You're migrating from Oracle (read consistency snapshot) to PostgreSQL. Oracle txns see one consistent view; PostgreSQL REPEATABLE READ allows phantoms. A batch job depends on Oracle semantics. How do you emulate it in PG without moving back to READ COMMITTED?

Oracle's read consistency (equivalent to SERIALIZABLE in SQL standard) differs from PostgreSQL's REPEATABLE READ (allows phantom reads). In PG, use SERIALIZABLE isolation level with explicit locking to match Oracle. At transaction start, explicitly lock all tables the batch will touch: BEGIN ISOLATION LEVEL SERIALIZABLE; LOCK TABLE t1, t2, t3 IN ACCESS SHARE MODE; ... COMMIT;. This prevents phantoms. Alternatively, use pessimistic locking: SELECT ... FOR UPDATE on all rows the batch reads, ensuring no concurrent deletes/inserts affect the result set.
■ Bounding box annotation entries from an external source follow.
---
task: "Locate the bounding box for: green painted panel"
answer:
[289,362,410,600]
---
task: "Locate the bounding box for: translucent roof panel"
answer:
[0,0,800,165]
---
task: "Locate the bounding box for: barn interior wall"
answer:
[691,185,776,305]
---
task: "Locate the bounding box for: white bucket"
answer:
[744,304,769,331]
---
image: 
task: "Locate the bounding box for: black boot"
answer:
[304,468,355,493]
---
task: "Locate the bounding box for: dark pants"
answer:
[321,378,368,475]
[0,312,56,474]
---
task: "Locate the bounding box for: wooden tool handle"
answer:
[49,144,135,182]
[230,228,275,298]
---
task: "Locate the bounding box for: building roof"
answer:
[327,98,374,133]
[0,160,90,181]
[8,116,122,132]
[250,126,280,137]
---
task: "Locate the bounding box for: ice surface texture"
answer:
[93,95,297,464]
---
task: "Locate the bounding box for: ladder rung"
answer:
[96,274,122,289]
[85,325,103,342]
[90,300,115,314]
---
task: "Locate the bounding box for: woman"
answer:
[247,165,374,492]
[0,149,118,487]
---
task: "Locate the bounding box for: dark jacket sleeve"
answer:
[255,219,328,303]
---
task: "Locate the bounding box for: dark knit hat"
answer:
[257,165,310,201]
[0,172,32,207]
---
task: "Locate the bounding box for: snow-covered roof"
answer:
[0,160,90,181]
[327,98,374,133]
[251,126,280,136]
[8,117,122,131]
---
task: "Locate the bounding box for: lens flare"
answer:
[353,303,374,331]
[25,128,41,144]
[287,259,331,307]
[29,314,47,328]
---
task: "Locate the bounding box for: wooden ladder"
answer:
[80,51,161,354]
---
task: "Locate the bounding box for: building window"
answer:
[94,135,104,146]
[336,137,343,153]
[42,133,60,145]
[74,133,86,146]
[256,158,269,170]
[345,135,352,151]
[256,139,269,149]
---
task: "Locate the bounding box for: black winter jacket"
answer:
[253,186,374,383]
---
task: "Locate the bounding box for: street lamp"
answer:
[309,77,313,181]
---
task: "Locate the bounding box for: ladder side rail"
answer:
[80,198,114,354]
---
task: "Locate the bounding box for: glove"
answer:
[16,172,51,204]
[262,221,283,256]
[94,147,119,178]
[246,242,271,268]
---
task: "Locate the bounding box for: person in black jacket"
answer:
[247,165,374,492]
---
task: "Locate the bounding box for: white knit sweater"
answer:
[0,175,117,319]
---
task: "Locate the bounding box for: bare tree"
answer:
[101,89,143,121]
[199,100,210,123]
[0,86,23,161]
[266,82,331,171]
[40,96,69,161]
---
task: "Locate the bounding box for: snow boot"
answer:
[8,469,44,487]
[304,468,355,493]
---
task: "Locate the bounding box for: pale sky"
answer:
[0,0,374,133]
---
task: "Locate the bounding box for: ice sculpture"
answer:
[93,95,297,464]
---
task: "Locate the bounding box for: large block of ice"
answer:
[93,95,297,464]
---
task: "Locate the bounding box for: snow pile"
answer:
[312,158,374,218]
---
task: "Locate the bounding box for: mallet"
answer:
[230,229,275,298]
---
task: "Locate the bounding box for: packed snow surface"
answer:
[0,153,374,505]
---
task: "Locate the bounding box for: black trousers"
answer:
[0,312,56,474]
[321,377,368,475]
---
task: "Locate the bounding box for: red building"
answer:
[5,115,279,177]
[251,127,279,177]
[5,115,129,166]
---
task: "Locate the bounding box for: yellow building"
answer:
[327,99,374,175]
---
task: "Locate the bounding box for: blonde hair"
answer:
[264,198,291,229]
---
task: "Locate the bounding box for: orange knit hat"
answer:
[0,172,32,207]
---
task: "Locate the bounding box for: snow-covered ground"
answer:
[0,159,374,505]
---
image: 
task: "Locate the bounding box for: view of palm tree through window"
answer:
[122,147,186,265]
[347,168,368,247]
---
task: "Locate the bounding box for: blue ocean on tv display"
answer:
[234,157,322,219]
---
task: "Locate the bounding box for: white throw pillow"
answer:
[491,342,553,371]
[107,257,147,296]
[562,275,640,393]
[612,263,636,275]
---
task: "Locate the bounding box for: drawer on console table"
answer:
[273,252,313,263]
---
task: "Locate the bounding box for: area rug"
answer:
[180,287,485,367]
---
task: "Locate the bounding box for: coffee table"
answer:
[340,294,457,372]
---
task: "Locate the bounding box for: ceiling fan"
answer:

For batch jobs that must be deterministic, consider: (1) Snapshot isolation guarantees within REPEATABLE READ, but add explicit locks to prevent phantoms. (2) Archive-mode consistency: set transaction_isolation='SERIALIZABLE' in postgresql.conf for that session. (3) Test migration with Oracle test suite; re-run queries under PG SERIALIZABLE and compare result sets. Staff-note: Most batch jobs don't need Oracle-level consistency; verify SLA before over-engineering.

Follow-up: What are predicates in SERIALIZABLE, and how do they prevent phantom reads? Show a phantom read scenario.